My family did not encourage or teach me to do any fuckin thing or even cared about me at all while I was falling deep into depression and failing school, physical and mental health,
but was sure to criticize and put to shame every time I tried to do anything positive

?How could a family suck so bad that simultaneously neglected and abused and was overly controlling at the same time?

And they wonder why I'm an alexithymic hikkineet

It's like the song "You Raise Me Up" but in reverse, I'm not standing on a fuckin mountain but down the deep dark sea

 No.209605

>>194664
>ugly (100% Jew)
I will try to empathize with the plight of your somewhat-semitic DNA, although I doubt anyone is 100% Jew since they commonly interbreed with other people to subvert them, meaning you are probably something less than 50% Jew, Mr. Mischling.

>I tried to read many online posts on forgiveness, but it's difficult.

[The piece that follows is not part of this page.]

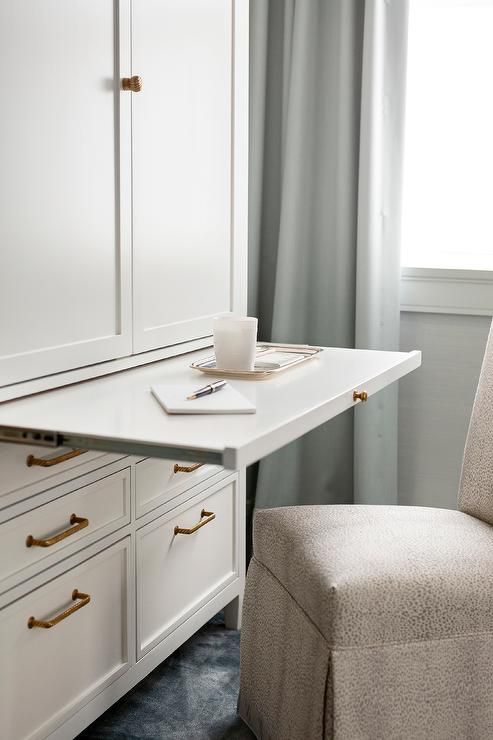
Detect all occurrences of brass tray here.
[190,342,323,380]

Fuck forgiveness. You don't need to be instructed on how to forgive people. When people legitimately make amends for their wrongs to you, you will know according to your own standards and your emotions will resolve themselves. If they haven't made adequate amends, your hatred persists to remind you of that injustice: do not choose to forgive them EVER.

We can only hope that we will come to stop hoping for this and make changes under our own control to divorce these evil people from our life so that we might progressively forget them and they take up less of our thoughts over time.